Thursday, April 2, 2009

Web 2.0 Tools and the Extended Mind

As soon as people find out that you're a teacher, they often have something to say about "these kids today." Usually, it is something about how cell phones, iPods, and computers are ruining their lives, and, more specifically, their minds. Must they always be texting? Thumbing? Surfing? Good gracious me!

I think the answer is: yes, they must, and I think there's a good reason for it. That reason is simple: we are human, and humans are inclined to use the tools available in their environments. Tools are an extension of our minds.

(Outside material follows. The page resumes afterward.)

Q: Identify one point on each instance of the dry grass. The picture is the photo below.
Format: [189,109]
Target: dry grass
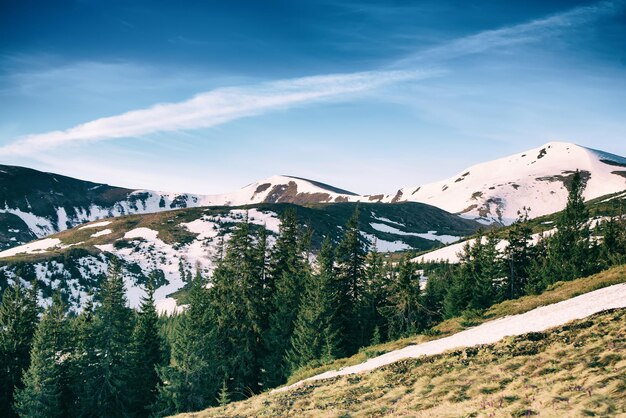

Our behaviours are determined by our human minds, but this is not to say that there is merely a deliberate, conscious, one-way flow from brain to world, however. We are dynamic systems: feedback loops. Our sensory input, neural processing, and resulting actions are constantly, instantly refining and determining each other. Hold a tool in your hand, and it becomes part of the feedback loop, too: your senses are extended to it. As Carl Zimmer notes in his recent article, if you are poking a stick into an animal's burrow, "as you poke away, you are aware of what the far end of the stick is touching, not the end you're holding in your hand." Our brains are not just good at having us use tools: our brains want to use tools, and quickly learn to seamlessly incorporate them as an extension of ourselves.

Enter someone with, for example, an iPhone -- a tool for acquiring and distributing information: it would be unnatural to not use it. The only difference between "that rude, anti-social teenager texting at the dinner table" and "that intelligent teen naturally using available tools for social communication at a time convenient for her" is our definition of "good manners": something that, it would benefit us to remember, is a social construct itself. New culture may call for new social constructs...

Zimmer has me convinced about the "extended mind" as it applies to current technologies. He reminds us that Socrates "worried that writing would make people forgetful and unwise." Similarly, post-Gutenberg, many in the western world felt that distribution of texts of knowledge to the masses would dilute learning. Today, reading texts, and writing, are the definition of what makes one knowledgeable and wise.

In a Web 2.0 world, we should not inhibit the use of technology out of respect for outdated social constructs, or outdated pedagogical constructs, for that matter. These technologies are tools that become an extension of our dynamic selves, and we are creatures with a uniquely large ability to acclimate to a dynamic world.